Along with that has come a surge in profitability. Collectively, the centrally administered SOEs will make 1 trillion yuan of profits for the first time this year. The energy and natural resources, finance and telecommunications SOEs have done particularly well. Most have done well from the real-estate boom, too, thanks to their political connections, so well that central government has ordered them to get out of property development where it isn’t a core business as part of the measures to let down that particular bubble. The response has been lukewarm to say the least.
The Finance Ministry has also now told more SOEs to start paying a dividend to central government and those that already do to increase the cut of the their profits they hand over. These are both measures that the SOEs and their supervising ministries have fiercely resisted. Even at the proposed maximum 15% of post-tax profits, that is still half the effective rate imposed on state-owned companies in most other parts of the world.

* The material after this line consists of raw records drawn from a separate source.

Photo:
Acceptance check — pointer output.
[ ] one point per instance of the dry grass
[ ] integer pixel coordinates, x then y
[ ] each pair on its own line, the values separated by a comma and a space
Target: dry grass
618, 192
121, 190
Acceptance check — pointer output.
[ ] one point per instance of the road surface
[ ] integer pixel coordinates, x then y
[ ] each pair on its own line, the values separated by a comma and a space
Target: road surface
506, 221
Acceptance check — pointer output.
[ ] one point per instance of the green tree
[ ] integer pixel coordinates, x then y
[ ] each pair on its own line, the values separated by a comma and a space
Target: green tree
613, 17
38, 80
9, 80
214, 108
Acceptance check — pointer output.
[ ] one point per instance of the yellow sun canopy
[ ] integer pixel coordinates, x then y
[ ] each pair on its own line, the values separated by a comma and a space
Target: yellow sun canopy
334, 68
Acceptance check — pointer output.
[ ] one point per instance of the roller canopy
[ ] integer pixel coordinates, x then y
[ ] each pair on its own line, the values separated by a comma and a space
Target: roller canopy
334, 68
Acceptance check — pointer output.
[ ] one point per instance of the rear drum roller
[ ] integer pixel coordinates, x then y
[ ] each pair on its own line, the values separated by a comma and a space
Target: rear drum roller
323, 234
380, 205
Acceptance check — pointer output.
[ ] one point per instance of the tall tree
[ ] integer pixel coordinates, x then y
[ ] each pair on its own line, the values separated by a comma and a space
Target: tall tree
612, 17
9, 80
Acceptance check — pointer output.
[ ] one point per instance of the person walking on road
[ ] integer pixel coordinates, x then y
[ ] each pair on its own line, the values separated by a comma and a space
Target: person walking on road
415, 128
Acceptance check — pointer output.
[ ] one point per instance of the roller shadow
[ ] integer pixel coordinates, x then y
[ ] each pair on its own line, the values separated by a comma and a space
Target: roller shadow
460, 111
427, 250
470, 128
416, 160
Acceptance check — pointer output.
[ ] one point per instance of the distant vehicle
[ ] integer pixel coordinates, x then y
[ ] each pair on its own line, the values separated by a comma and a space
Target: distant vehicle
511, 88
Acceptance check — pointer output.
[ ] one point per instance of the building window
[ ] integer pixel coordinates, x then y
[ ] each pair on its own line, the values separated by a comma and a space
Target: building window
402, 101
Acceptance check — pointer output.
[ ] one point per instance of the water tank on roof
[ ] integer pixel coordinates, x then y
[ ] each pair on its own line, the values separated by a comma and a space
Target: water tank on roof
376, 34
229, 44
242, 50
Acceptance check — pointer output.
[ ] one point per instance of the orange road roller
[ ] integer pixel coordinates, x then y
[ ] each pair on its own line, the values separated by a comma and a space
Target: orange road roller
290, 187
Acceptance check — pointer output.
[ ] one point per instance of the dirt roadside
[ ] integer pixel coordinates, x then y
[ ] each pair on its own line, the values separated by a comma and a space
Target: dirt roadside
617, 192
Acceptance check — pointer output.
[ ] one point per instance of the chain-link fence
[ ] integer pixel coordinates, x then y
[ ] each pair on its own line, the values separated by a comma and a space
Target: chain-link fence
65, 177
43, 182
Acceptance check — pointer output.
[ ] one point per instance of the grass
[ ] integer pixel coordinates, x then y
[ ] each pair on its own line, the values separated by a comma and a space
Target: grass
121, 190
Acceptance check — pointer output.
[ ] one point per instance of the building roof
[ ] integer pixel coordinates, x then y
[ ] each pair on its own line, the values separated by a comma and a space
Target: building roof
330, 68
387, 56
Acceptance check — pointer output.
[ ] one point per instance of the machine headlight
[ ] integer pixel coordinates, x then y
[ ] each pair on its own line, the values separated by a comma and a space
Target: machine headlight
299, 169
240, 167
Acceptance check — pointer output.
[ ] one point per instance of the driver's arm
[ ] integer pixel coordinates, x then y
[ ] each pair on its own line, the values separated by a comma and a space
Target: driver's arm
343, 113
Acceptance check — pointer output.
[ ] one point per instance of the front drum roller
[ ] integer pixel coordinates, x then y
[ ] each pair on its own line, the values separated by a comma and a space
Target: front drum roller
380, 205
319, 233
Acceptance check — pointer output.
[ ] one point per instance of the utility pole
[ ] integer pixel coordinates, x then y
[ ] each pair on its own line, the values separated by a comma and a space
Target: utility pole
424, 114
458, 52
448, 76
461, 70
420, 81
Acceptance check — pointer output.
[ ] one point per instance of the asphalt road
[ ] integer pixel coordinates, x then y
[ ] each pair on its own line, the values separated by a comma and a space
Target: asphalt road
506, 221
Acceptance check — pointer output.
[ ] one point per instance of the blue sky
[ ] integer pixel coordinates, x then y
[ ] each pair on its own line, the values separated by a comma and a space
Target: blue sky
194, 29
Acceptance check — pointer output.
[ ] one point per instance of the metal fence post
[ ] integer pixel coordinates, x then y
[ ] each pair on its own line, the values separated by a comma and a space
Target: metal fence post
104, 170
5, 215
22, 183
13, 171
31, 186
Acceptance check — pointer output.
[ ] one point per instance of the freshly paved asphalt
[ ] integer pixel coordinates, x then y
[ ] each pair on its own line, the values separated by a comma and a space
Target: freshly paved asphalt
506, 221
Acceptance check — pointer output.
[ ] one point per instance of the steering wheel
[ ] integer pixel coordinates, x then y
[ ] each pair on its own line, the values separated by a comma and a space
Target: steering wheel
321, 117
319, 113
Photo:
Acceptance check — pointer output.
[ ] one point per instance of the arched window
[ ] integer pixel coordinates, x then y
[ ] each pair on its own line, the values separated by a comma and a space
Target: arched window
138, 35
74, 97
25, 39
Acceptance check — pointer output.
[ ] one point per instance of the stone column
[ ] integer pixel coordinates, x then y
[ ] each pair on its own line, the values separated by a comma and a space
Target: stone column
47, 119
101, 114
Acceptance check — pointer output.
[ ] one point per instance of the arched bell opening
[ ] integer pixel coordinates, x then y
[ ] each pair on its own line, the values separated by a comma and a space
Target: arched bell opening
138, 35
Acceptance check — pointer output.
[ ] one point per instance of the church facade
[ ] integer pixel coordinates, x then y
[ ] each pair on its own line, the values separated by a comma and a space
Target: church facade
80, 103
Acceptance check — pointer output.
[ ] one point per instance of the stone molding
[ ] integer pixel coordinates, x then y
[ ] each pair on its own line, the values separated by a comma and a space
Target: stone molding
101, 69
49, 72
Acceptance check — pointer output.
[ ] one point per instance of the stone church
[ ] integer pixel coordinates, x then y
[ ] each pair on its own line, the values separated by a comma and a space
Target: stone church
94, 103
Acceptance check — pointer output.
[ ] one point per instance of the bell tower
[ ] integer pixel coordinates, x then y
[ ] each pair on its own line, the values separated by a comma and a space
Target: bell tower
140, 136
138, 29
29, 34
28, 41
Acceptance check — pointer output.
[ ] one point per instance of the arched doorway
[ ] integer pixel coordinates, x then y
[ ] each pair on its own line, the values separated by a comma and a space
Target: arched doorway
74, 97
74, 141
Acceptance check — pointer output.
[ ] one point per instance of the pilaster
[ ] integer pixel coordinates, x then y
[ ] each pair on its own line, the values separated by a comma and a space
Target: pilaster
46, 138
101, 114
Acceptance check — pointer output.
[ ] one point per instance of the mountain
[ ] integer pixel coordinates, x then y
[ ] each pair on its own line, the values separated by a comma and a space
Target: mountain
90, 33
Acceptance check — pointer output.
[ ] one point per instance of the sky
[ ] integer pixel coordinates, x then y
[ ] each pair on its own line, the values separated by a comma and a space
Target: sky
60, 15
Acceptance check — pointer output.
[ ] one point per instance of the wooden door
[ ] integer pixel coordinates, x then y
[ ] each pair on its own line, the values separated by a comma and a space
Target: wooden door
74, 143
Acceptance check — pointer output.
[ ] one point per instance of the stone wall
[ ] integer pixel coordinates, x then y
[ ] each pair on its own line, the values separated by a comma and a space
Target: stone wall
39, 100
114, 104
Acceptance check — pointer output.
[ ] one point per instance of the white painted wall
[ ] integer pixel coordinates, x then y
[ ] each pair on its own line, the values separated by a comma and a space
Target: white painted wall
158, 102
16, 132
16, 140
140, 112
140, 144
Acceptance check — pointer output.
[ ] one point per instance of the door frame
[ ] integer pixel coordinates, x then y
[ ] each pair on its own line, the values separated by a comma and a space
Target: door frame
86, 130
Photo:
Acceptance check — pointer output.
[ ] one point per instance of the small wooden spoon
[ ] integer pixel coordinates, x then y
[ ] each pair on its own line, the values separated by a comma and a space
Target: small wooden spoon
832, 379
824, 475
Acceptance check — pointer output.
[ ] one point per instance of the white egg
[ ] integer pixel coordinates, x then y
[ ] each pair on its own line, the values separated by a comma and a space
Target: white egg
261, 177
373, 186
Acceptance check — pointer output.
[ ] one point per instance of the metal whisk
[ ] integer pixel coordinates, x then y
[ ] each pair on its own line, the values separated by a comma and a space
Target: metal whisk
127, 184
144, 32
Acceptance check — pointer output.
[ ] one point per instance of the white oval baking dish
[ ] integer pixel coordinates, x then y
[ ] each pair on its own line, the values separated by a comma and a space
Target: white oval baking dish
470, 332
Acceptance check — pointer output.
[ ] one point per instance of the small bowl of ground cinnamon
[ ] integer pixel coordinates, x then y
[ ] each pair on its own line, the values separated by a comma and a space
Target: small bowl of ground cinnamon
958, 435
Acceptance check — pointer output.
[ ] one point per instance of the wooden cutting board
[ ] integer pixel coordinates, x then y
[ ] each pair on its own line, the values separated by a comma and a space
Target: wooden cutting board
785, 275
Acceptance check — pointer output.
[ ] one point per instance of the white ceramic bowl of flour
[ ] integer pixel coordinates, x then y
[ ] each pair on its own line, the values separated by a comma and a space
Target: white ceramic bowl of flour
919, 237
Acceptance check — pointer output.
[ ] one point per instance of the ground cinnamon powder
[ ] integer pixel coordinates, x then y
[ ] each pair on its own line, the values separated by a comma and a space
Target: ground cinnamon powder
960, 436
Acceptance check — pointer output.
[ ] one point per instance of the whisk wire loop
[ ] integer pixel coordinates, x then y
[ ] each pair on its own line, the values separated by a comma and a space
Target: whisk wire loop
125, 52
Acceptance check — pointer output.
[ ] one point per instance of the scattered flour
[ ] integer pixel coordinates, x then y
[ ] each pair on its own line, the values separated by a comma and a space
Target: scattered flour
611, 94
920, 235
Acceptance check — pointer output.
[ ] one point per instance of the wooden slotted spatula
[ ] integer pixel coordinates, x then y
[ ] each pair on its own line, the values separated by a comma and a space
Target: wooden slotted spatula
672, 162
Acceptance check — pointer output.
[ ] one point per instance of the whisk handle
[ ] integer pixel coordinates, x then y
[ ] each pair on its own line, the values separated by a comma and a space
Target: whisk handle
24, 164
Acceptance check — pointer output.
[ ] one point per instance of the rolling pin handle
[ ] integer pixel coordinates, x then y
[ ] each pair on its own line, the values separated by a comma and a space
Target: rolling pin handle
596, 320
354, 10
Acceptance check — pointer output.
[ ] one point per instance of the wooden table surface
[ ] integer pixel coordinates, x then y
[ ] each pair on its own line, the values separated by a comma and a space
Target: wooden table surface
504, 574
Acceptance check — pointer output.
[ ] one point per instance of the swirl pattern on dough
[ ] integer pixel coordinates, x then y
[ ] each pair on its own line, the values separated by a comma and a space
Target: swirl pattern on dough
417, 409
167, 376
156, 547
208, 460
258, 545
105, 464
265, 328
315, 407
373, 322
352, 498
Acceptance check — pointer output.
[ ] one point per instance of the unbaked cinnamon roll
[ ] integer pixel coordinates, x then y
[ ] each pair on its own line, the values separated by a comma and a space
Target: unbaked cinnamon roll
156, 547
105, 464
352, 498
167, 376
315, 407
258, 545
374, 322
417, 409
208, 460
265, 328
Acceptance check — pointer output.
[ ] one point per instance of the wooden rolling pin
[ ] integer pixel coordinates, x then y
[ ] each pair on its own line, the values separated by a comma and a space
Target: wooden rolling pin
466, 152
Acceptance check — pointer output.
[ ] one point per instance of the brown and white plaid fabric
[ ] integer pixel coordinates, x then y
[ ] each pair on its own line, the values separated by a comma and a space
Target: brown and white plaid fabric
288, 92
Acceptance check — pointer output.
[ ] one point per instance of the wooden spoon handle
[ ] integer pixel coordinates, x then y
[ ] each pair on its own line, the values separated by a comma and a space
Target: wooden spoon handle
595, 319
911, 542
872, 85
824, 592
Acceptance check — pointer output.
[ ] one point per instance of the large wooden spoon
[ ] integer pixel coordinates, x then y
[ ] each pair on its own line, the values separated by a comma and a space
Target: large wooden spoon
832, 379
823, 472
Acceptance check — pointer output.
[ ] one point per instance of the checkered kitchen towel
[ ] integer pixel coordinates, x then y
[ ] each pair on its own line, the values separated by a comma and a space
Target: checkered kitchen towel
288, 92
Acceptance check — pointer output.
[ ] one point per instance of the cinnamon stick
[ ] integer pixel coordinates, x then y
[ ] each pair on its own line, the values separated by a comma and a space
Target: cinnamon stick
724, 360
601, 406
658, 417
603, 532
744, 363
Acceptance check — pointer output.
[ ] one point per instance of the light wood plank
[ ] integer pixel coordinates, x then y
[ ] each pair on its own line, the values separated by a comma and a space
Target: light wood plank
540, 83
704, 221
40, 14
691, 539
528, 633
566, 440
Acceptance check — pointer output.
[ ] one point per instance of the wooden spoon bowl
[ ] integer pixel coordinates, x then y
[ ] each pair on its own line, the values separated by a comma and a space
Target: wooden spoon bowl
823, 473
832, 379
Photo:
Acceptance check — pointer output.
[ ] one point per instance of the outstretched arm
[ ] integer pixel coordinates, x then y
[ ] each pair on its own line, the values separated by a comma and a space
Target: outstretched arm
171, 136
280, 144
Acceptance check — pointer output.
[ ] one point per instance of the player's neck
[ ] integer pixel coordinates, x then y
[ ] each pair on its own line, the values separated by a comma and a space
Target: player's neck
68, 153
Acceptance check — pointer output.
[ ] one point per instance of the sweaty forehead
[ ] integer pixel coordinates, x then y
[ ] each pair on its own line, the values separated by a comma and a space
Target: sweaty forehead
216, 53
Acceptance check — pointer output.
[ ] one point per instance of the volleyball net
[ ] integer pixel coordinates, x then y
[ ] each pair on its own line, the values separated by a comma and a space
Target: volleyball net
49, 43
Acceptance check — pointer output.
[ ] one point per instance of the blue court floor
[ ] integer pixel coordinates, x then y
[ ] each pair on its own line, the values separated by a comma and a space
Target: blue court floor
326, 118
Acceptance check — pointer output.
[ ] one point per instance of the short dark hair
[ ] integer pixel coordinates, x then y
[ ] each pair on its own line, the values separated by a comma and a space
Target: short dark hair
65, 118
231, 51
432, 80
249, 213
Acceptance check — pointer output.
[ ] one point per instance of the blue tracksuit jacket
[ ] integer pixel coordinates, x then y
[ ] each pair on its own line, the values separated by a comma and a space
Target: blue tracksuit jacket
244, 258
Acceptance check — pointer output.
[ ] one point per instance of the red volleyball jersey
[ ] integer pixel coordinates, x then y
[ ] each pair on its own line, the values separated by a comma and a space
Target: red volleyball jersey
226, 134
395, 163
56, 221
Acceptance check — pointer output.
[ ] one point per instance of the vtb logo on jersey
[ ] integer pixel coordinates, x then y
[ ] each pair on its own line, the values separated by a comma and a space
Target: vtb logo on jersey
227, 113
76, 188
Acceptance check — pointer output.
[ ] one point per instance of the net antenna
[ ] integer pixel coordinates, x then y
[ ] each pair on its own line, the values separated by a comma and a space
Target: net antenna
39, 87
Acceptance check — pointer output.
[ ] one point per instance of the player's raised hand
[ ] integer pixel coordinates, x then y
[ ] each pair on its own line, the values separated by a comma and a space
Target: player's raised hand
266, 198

With the emphasis on social welfare priorities in the new five-year plan, it may have come to the point where even the SOEs, whose profits increased by 50% year-on-year in the first eleven months of this year, couldn’t keep their hands stuffed in their pockets anymore. But as they give with one hand, we wonder what they will take with the other. More regulatory actions like giving the state-owned telecoms carriers a duopoly over VoiP telephony, and squashing pesky private-sector competitors eating away their profits?